Collective swimming behavior of zooplankton in turbulence
Calanoid copepods usually outnumber all other marine zooplankton and represent a major food source for planktivorous organisms such as fish larvae and Mysidacea. Their important role at the basis of the food chain has prompted great effort to better understand their ecology.
Because of their limited swimming abilities, calanoid copepods generally drift with the flow and follow the movement of water masses. But these small organisms are not totally passive. They swim actively to explore and exploit their environment and to interact with other zooplankters i.e. to escape from predators or to make contact with nearby conspecific organisms. Swimming behavior contributed much to the evolutionary success of calanoid copepods, and has attracted considerable interest from both the oceanography and the physical ecology communities. One reason for this interest is the complex interplay between their self-induced motion and the hydrodynamic features of the background flow.
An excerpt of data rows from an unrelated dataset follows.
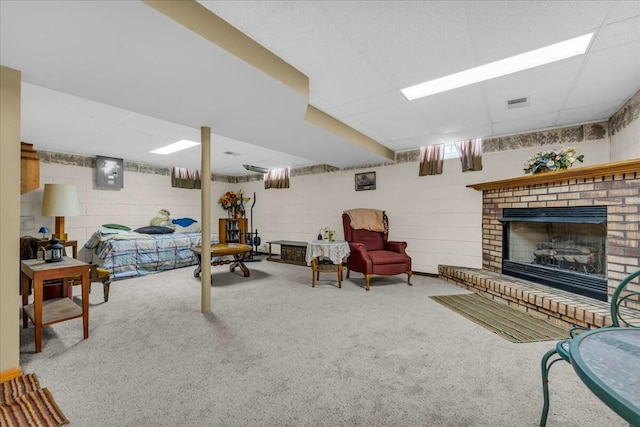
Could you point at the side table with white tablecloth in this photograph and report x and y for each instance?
(336, 251)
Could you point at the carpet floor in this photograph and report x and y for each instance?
(509, 323)
(276, 352)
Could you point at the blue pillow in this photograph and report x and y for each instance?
(154, 229)
(183, 222)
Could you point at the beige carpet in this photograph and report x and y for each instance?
(509, 323)
(276, 352)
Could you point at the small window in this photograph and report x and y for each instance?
(450, 151)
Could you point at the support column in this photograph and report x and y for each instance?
(205, 214)
(10, 81)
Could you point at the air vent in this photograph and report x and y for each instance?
(518, 102)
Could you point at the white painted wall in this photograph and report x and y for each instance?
(438, 216)
(141, 198)
(626, 143)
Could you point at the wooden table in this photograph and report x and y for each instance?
(239, 252)
(57, 310)
(335, 251)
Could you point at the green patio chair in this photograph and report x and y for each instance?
(620, 317)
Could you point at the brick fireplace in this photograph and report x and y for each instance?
(615, 186)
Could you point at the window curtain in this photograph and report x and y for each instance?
(431, 160)
(470, 154)
(185, 178)
(277, 178)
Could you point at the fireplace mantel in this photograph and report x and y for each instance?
(613, 168)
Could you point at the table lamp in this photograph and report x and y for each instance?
(44, 230)
(60, 200)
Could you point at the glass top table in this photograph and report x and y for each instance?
(607, 360)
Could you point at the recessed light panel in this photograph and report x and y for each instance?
(524, 61)
(176, 146)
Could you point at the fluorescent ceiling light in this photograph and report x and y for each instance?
(524, 61)
(176, 146)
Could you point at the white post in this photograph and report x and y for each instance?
(205, 214)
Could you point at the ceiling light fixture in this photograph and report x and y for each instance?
(524, 61)
(176, 146)
(256, 169)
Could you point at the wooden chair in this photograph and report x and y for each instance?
(96, 274)
(623, 314)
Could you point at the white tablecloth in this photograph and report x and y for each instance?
(336, 251)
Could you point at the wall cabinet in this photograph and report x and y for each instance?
(232, 230)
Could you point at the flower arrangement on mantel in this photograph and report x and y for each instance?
(552, 160)
(233, 203)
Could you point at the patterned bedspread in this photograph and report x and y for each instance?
(134, 254)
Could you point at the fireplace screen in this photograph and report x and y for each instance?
(573, 247)
(560, 247)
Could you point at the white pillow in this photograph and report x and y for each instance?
(193, 228)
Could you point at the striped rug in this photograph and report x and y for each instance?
(509, 323)
(24, 404)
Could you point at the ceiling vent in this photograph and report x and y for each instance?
(518, 102)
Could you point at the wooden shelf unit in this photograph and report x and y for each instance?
(232, 230)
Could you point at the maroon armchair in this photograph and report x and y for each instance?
(372, 253)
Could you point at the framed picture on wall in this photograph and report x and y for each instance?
(110, 173)
(365, 181)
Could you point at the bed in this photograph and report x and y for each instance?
(130, 254)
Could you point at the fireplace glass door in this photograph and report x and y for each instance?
(557, 252)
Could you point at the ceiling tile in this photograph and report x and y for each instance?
(453, 110)
(531, 123)
(545, 94)
(608, 74)
(504, 28)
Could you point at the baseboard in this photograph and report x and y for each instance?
(419, 273)
(10, 374)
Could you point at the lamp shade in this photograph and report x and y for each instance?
(60, 200)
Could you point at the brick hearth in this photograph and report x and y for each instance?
(615, 185)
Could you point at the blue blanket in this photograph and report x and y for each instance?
(135, 254)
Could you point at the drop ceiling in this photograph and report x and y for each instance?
(120, 78)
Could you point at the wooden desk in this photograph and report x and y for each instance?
(238, 250)
(73, 244)
(58, 310)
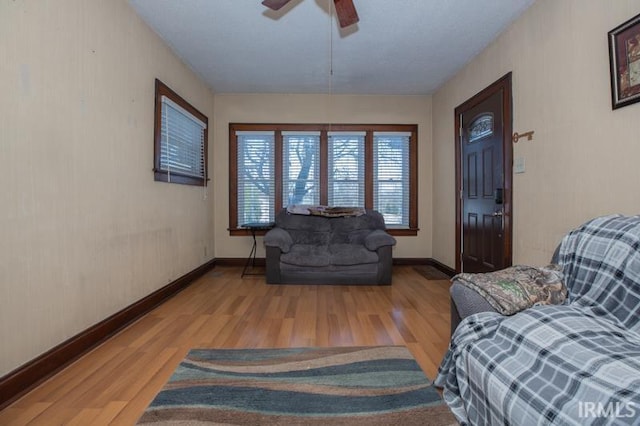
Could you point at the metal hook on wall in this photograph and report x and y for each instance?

Another reason is the multifactorial relationship between their individual motion, best described at the scale of a few centimeters, and large-scale population behaviors, which occur over impressive distances and which seem disproportionate to the small size of these organisms and to their typical swimming velocity (on the order of a few millimeters per second). Such large-scale population features that originate from individual motion include for instance vertical migrations spanning tens of meters in the open ocean and in macrotidal estuaries, depth maintenance by vigorous swimming against upwelling tidal fronts, or accumulation along phytoplankton layers.
In relatively calm conditions such as those prevailing above the pycnocline in a stratified water column where turbulence is minimal, or during the tidal current reversal associated with the absence of flow in megatidal estuaries, the behavior of calanoid copepods can be relatively independent from the motion of the background flow. However, beside these particular cases, copepods spend most of their life in a turbulent environment. In turbulence, advection due to flow motion unsettles the innate kinematic and geometrical characteristics of their self-induced motion. Studying the interplay between flow and copepod swimming behavior is of considerable ecological importance but because of the difficulties of following their individual motion in three dimensions, such information has remained elusive.
Three-dimensional particle tracking velocimetry offers the advantage that it allows the fully-automatic processing of long sequences of stereoscopic images from which the position of a large number of particles and their trajectories in the three-dimensional space can be automatically recovered. The method allows observing several hundreds of copepods swimming simultaneously. Our group uses the hardware and software solutions developed at the Institute of Environmental Engineering to reconstruct the trajectories of copepods swimming freely in turbulence. We couple high-frequency recording with long recording durations for a reliable description of copepod kinematics. From the trajectories we obtain Lagrangian quantities of interest such as velocity, acceleration and motion complexity. We study the kinematic and diffusive properties of their motion in turbulence to better understand how these small animals perform in their natural environment, and how large-scale population features can arise from small-scale individual motion.
Behavioral toxicology is our second line of research. Calanoid copepods are attractive model organisms because of the sensitivity of their behavior to the physical and chemical features of their environment and because of the significance of self-induced motion in their ecology. We study how copepods react to the mixture of pollutants found in their environment, and how behavioral impairments affect ecological processes within the plankton community. We use both microscopy imaging and particle tracking velocimetry to develop new techniques that allow more realistic exposure conditions and an accurate quantification of behavioral impairments. Our current research focuses on behavioral alterations caused by manufactured nanomaterial at concentrations that are not considered toxic. Changes in swimming behavior may impair the ability of planktonic copepods to interact with their environment and with other organisms, with possible impacts on population dynamics and community structure. In this project, we collaborate with the external pageLaboratory of Oceanography and Geosciences (University of Lille 1, group of Pr. Souissi) which has implemented a three-camera particle tracking system. The recording duration is about five hours at one megapixel resolution and 60 frames per second. The system is composed of three AVT GE 1050 cameras that record on a SSD array.